“Hot, hot under my chair!”

The servants were in odious dread, full sure they’d be found out and hunted from the place. For the butter cake was steaming mad from the fire, and the child never quit shouting:

“Hot, hot under my chair!”

He didn’t let another word out of him but only the one thing, saying it maybe a hundred times after other:

“Hot, hot under my chair.”

Well, if he was to say it a hundred times, or a thousand itself, Nallagh and the wife could not know what in under the shining Heaven he was striving for to tell. They were all of a tremblement with the wonder of the speech coming to him, and they never thought to consider was there sense in the words at all. It was a great miracle, surely, to hear the creature that never made a sound before, and he roaring out:

“Hot, hot under my chair!”

The old people were that put about they never thought to look round the place to see was anything astray; and I promise you the two heroes didn’t ask to clash on themselves.

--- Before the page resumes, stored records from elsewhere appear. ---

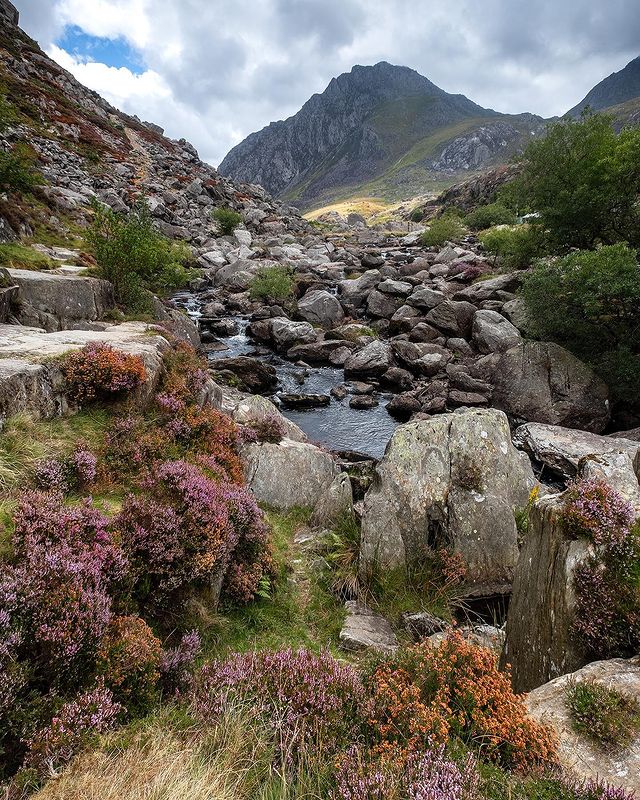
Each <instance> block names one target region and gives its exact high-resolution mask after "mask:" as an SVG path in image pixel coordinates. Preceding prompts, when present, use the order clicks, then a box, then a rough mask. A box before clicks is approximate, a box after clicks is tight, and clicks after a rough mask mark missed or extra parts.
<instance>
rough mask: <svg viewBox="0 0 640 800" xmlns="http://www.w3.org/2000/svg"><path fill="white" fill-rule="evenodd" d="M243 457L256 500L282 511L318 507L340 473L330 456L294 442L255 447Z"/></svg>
mask: <svg viewBox="0 0 640 800" xmlns="http://www.w3.org/2000/svg"><path fill="white" fill-rule="evenodd" d="M243 454H244V456H245V463H246V479H247V484H248V485H249V488H250V489H251V491H252V492H253V494H254V495H255V497H256V500H257V501H258V502H259V503H264V504H265V505H267V506H269V507H271V508H275V509H278V510H280V511H286V510H288V509H291V508H296V507H304V508H311V509H313V508H315V507H316V505H317V503H318V501H319V500H320V499H321V497H322V496H323V495H324V494H325V492H326V491H327V489H328V488H329V486H330V485H331V484H332V483H333V480H334V478H335V477H336V475H337V474H338V472H339V469H338V467H337V465H336V462H335V461H334V459H333V458H332V457H331V456H330V455H329V453H327V452H325V451H324V450H321V449H320V448H319V447H315V446H314V445H312V444H306V443H304V442H294V441H292V440H291V439H283V441H282V442H280V444H271V443H269V442H265V443H262V444H251V445H248V446H247V447H246V448H245V449H244V453H243Z"/></svg>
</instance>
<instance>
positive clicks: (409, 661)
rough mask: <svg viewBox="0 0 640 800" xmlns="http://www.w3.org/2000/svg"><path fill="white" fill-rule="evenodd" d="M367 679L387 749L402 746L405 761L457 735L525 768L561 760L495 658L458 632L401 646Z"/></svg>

The whole house was left through other until the fall of night, and every person in it was weary to the world with the dread and surprise was on them. After dark the mother puts the son to bed, fixing him up right comfortable. But it was not a sweet rest was laid out for the people of that house.

In the darkness of the black midnight, a powerful great storm shook the place. It was like as if the four winds of Heaven were striving together, and they horrid vexed with one another. There were strange noises in it too, music and shouting, the way it was easy knowing the Good People were out playing themselves, or maybe disputing in a war.